Hosseini’s earlier novels dealt with how people dealt with their own fate, and their inner demons. In this, he explores the other side of the equation, the lives of the fortunate – those who are free to make choices, and how they choose to use that freedom.

There is the father who sells his daughter to a wealthy couple in Kabul; the wife who leaves her paralysed husband behind in the care of his chauffeur, to start life afresh in Paris along with her young daughter, and a sister who is saddled with the care of her quadriplegic twin.

But aren’t there consequences to these choices too? Can you brush aside the guilt of having taken those choices just as easily? On the other hand, where do you draw the line? These motifs all come up repeatedly in the several stories that make up the novel.

And then there are those who are fortunate by virtue of their birth. How do they deal with the misfortune of others they come across? The stories explore how people end up justifying their better fortune, perhaps as a way of reconciling with inaction.

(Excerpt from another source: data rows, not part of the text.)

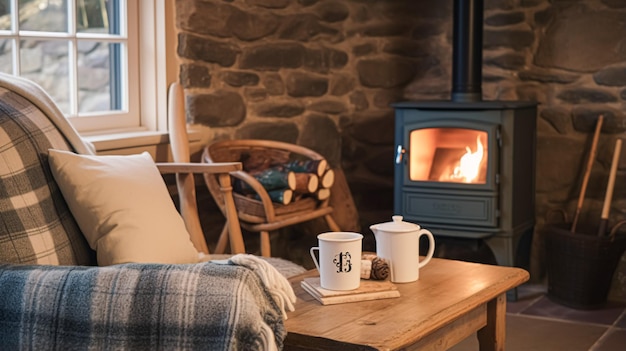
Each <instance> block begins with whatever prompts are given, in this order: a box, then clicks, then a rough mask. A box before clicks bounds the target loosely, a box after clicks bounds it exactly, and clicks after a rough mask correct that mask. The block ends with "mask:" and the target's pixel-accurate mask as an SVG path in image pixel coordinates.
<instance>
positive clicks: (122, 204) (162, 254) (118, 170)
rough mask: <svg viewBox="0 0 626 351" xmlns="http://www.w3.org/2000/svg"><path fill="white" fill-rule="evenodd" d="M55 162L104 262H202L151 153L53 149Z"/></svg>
mask: <svg viewBox="0 0 626 351" xmlns="http://www.w3.org/2000/svg"><path fill="white" fill-rule="evenodd" d="M49 162H50V166H51V168H52V173H53V174H54V178H55V179H56V181H57V184H58V185H59V187H60V188H61V191H62V193H63V195H64V197H65V199H66V201H67V203H68V205H69V207H70V210H71V211H72V213H73V214H74V218H76V221H77V222H78V225H79V226H80V228H81V229H82V232H83V234H84V235H85V237H86V238H87V241H88V242H89V245H90V246H91V248H92V249H94V250H96V253H97V256H98V264H99V265H101V266H105V265H111V264H119V263H129V262H143V263H195V262H198V260H199V256H198V252H197V250H196V249H195V247H194V246H193V244H192V242H191V239H190V238H189V233H188V232H187V229H186V227H185V223H184V221H183V219H182V217H181V216H180V214H179V213H178V211H177V209H176V206H175V205H174V202H173V201H172V198H171V197H170V195H169V193H168V190H167V186H166V185H165V182H164V181H163V178H162V176H161V174H160V173H159V171H158V169H157V167H156V165H155V164H154V161H153V160H152V157H151V156H150V154H148V153H147V152H144V153H142V154H139V155H128V156H108V155H107V156H96V155H77V154H75V153H72V152H67V151H58V150H50V151H49Z"/></svg>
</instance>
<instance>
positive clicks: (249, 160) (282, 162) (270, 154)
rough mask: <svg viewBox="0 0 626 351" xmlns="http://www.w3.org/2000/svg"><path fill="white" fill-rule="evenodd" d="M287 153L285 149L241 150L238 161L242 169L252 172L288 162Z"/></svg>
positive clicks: (244, 170) (258, 170)
mask: <svg viewBox="0 0 626 351" xmlns="http://www.w3.org/2000/svg"><path fill="white" fill-rule="evenodd" d="M289 154H290V153H289V151H285V150H278V149H254V150H250V151H247V152H242V153H241V155H240V157H239V161H240V162H241V164H242V167H243V170H244V171H245V172H248V173H251V174H252V173H257V172H262V171H264V170H266V169H268V168H271V167H274V166H277V165H281V164H284V163H287V162H289Z"/></svg>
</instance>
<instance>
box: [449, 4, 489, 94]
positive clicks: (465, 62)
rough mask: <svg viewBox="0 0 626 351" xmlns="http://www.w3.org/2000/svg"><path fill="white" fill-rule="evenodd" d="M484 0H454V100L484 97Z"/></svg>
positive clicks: (452, 81) (453, 29) (452, 47)
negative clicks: (483, 37)
mask: <svg viewBox="0 0 626 351" xmlns="http://www.w3.org/2000/svg"><path fill="white" fill-rule="evenodd" d="M482 65H483V0H454V21H453V38H452V96H451V98H452V101H458V102H473V101H480V100H482V87H481V85H482Z"/></svg>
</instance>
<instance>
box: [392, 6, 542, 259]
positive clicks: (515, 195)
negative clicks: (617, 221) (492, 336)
mask: <svg viewBox="0 0 626 351" xmlns="http://www.w3.org/2000/svg"><path fill="white" fill-rule="evenodd" d="M482 8H483V4H482V0H455V2H454V41H453V50H454V52H453V72H452V73H453V81H452V97H451V100H450V101H412V102H399V103H395V104H393V107H394V108H395V141H396V148H397V151H396V159H395V178H394V213H396V214H399V215H402V216H404V218H405V220H407V221H411V222H415V223H418V224H420V225H421V226H422V227H425V228H428V229H429V230H431V231H432V232H433V234H434V235H435V236H448V237H459V238H473V239H484V241H485V242H486V243H487V245H488V246H489V247H490V248H491V250H492V252H493V253H494V256H495V258H496V260H497V262H498V264H500V265H507V266H513V265H515V263H516V262H515V256H516V253H517V248H518V246H519V243H520V239H521V238H522V237H523V236H524V234H525V233H529V232H530V233H532V230H533V228H534V223H535V211H534V208H535V207H534V203H535V145H536V114H537V109H536V103H534V102H523V101H483V100H482V96H481V95H482V91H481V78H482V77H481V74H482V25H483V21H482V19H483V15H482V11H483V9H482Z"/></svg>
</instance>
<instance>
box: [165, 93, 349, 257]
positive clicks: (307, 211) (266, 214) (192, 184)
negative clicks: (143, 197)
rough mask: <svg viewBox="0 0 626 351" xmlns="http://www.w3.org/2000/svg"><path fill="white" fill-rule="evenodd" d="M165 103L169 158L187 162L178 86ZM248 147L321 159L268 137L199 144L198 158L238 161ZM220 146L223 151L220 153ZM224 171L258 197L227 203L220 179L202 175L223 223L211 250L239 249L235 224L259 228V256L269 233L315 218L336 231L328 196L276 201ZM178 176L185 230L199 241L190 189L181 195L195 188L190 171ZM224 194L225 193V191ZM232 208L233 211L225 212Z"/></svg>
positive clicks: (260, 191) (218, 176)
mask: <svg viewBox="0 0 626 351" xmlns="http://www.w3.org/2000/svg"><path fill="white" fill-rule="evenodd" d="M168 104H169V109H168V113H169V129H170V143H171V145H172V154H173V159H174V162H189V160H190V155H189V140H188V136H187V128H186V118H185V106H184V104H185V102H184V92H183V88H182V86H181V85H180V84H178V83H173V84H172V85H171V86H170V91H169V102H168ZM250 148H257V149H259V148H267V149H272V150H277V151H278V152H283V153H293V154H297V155H299V156H302V157H305V158H308V159H312V160H322V159H323V157H322V156H321V155H320V154H318V153H317V152H314V151H312V150H310V149H307V148H305V147H302V146H298V145H294V144H288V143H283V142H277V141H269V140H231V141H222V142H217V143H213V144H211V145H209V146H207V147H205V150H204V152H203V155H202V162H203V163H209V164H212V163H221V162H223V161H222V160H221V159H222V158H237V159H238V158H239V155H240V152H241V151H244V150H249V149H250ZM225 150H226V152H223V151H225ZM226 155H228V156H226ZM230 174H231V176H232V177H234V178H236V179H240V180H242V181H243V182H246V183H247V184H248V185H249V186H250V187H252V188H253V189H254V190H255V191H256V192H257V194H258V196H259V198H260V200H254V199H250V198H248V197H245V196H241V195H239V194H236V193H233V195H234V203H231V201H230V200H231V199H229V198H228V196H224V195H223V193H222V191H224V189H222V188H223V186H222V185H220V184H222V183H223V182H224V181H225V180H224V179H222V178H220V175H217V176H216V175H214V174H208V173H207V174H203V176H204V180H205V183H206V185H207V187H208V189H209V191H210V192H211V195H212V196H213V198H214V200H215V202H216V203H217V205H218V207H219V208H220V210H221V211H222V213H223V214H224V216H225V217H226V224H225V225H224V228H223V229H222V232H221V234H220V238H219V240H218V243H217V246H216V249H215V252H214V253H215V254H223V253H225V251H226V246H227V245H228V243H229V242H230V251H231V253H242V252H245V251H246V250H245V245H244V242H243V237H242V234H241V228H244V229H246V230H248V231H251V232H259V234H260V239H261V244H260V246H261V255H262V256H265V257H270V256H271V247H270V237H269V232H270V231H274V230H278V229H281V228H284V227H287V226H291V225H294V224H298V223H302V222H306V221H310V220H312V219H315V218H319V217H323V218H324V219H325V220H326V223H327V224H328V227H329V228H330V230H332V231H340V228H339V226H338V225H337V223H336V222H335V220H334V219H333V217H332V212H333V208H332V207H331V206H329V199H328V198H327V199H325V200H322V201H318V200H316V199H313V198H305V199H302V200H298V201H294V202H293V203H291V204H289V205H280V204H276V203H273V202H272V201H271V199H270V197H269V195H268V193H267V191H266V190H265V188H263V186H262V185H261V184H260V183H259V182H258V181H257V180H256V179H255V178H254V177H252V176H251V175H250V174H248V173H246V172H243V171H235V172H231V173H230ZM178 177H179V178H178V179H177V180H178V181H177V184H178V185H179V187H180V188H179V190H178V191H179V194H180V197H181V198H180V201H181V212H182V214H183V216H184V218H185V221H186V222H188V223H191V224H190V225H188V229H189V232H190V233H192V237H195V238H197V240H198V241H200V238H202V239H204V236H203V234H202V230H201V228H200V222H199V219H198V217H197V205H196V203H195V193H194V195H193V196H189V197H187V196H184V194H188V193H190V192H195V184H194V179H193V175H184V174H182V175H179V176H178ZM228 184H230V183H228ZM227 193H228V194H230V192H227ZM186 198H193V199H194V201H193V203H191V202H189V201H188V200H186ZM233 208H234V209H235V212H231V211H233ZM230 213H237V217H238V218H231V217H230V215H229V214H230ZM189 217H191V218H189ZM194 217H195V218H194ZM202 242H203V243H204V245H205V246H203V247H202V248H203V250H205V251H208V249H207V247H206V242H205V241H204V240H202Z"/></svg>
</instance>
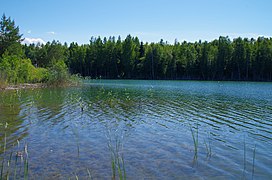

And the Mountains Echoed can best be described as a series of short stories which share characters along, and which neatly ties into its climax in the end. There is Pari, who as a three-year-old is given away to a wealthy couple. Her father justifies it by telling the story of a child his father deeply loved, but who must be sacrificed to a Jinn. Pari lives on in relative grandeur, but with the awareness of something from her past that leaves a hole within her. Her quest to fill that void forms the thread that connects the stories.

Many of these stories traverse a time horizon of decades, and several continents, alternating between first person accounts and narration. It takes a skilled writer to ensure that the reader doesn’t get lost in this ambitious milieu, and for bringing it all together, Hosseini must be applauded. You could wonder whether some of the characters, deserved the number of pages devoted to them in the context of the larger story, but at 400 pages, the story never becomes a drag on your attention.

There have been several debates focused on where Khaled Hosseini stands in terms of literary genius. But that is to miss the point. Here is a writer who writes in the most fluid prose, and tells a story like you don’t want it to stop. That remains in Mountains.., with a much deeper plotline without the descriptions of cruelty that were a hallmark of his earlier works.